A Deep Stain

My colleague who has travelled throughout Africa and inspired many significant projects with partners in Kenya, Burundi and Rwanda made the striking comment as we experienced Haiti for the first time. “It’s as if a chunk of Africa has been lifted and dropped in the Caribbean” he said. In people terms, this is exactly what has happened. In the history of the colonialist’s insatiable lust for the third world’s resources, the pillaging and raping of the land, nothing compares to the evil of the slave trade. It remains the deepest stain on our history. That individuals, people who have been made in the image of God, and who, solely because of their race and where they came from, could be dragged from their homes and land, bought and sold and disposed of, as property, as things, is both hideous and despicable. That governments could collude and benefit from the trade and the Christian church provide the necessary theology to back it up, makes it all the more damning.

The true depth of that stain can be felt here in Haiti. Brought from west Africa by the French to work the land they rose up and defied their masters to become the first independent nation in Central America with a government made up of former slaves. At first first few countries recognised them and they could only begin trade with their former colonial masters by paying a crippling fine as compensation for their loss of earnings – the loss of their slaves. The cruel irony and absurdity of what was happening is hard to swallow. They were obliged to pay their previous owners for the freedom to live in a land which had already been raped. (The deforestation that took place during the colonial period contributes enormously to Haiti’ current problems). At times in their history the Haitians were treated cruelty by their neighbours in the Dominica Republic. The darkest episode took place in 1937 when, under Trujillo’s orders, 10-20 thousand Haitians were slaughtered in a heinous act of genocide and ethnic cleansing. The Rio Massacre, which serves as a border between the two countries, at points, was literally flowing with blood. The recent earthquake and the series of coups and despots only serves to pour salt on the sore of this wounded nation.

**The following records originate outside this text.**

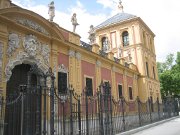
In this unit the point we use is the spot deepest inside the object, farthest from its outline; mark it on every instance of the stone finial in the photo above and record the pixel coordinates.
(51, 11)
(92, 35)
(5, 3)
(120, 6)
(74, 22)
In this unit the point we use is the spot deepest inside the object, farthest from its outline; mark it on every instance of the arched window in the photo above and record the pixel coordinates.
(125, 38)
(104, 42)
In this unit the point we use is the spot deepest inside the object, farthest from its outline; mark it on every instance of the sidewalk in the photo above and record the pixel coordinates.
(157, 128)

Today the colonialists have been replaced with multinationals who have the Haitians by the throat. The innocent sounding “free trade zone” at Ouanaminthe where goods are produced for well known clothing brands, blatantly uses cheap labour in sweat shop conditions.

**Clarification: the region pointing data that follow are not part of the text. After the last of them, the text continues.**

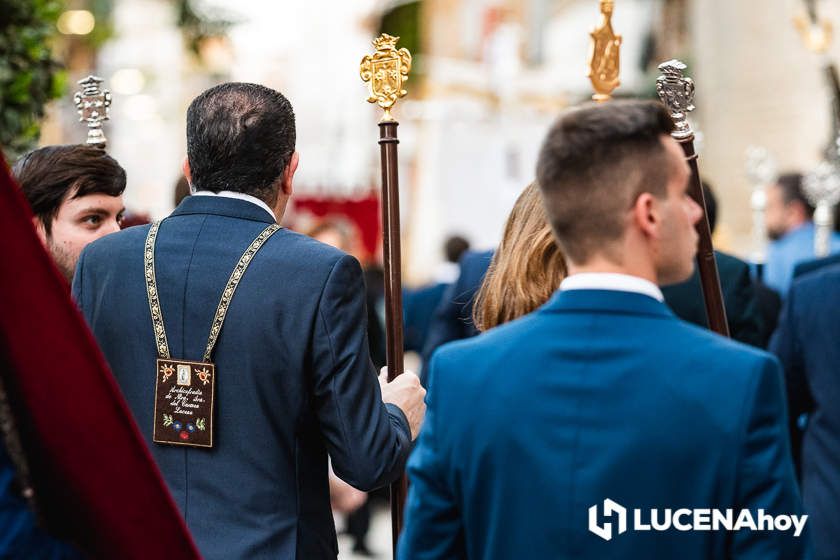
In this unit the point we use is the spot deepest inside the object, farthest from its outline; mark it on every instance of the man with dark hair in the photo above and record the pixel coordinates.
(286, 363)
(788, 218)
(602, 396)
(75, 192)
(740, 295)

It is and remains a great stain and an inescapable burden. If you cared at all what could you do ? How could you respond?

For many, catharthis is found in political action when the anger and indignation at injustice propels them into raising the issue, getting people to listen. pillaring governments, writing letters, signing petitions and every legal method of forcing those in power to change corrupt and unjust business. For me it has to be another way. And what I observed my colleagues doing, on the ground at an individual human level, working and helping local people, partners in the communities, epitomised that.

The great stain won’t be removed with money or with years or with good intentions or with penance. The victims will only lose their victimhood when they find their true worth their true value their self respect and their unshakable dignity. That was what my colleagues were working towards and that was what inspired them.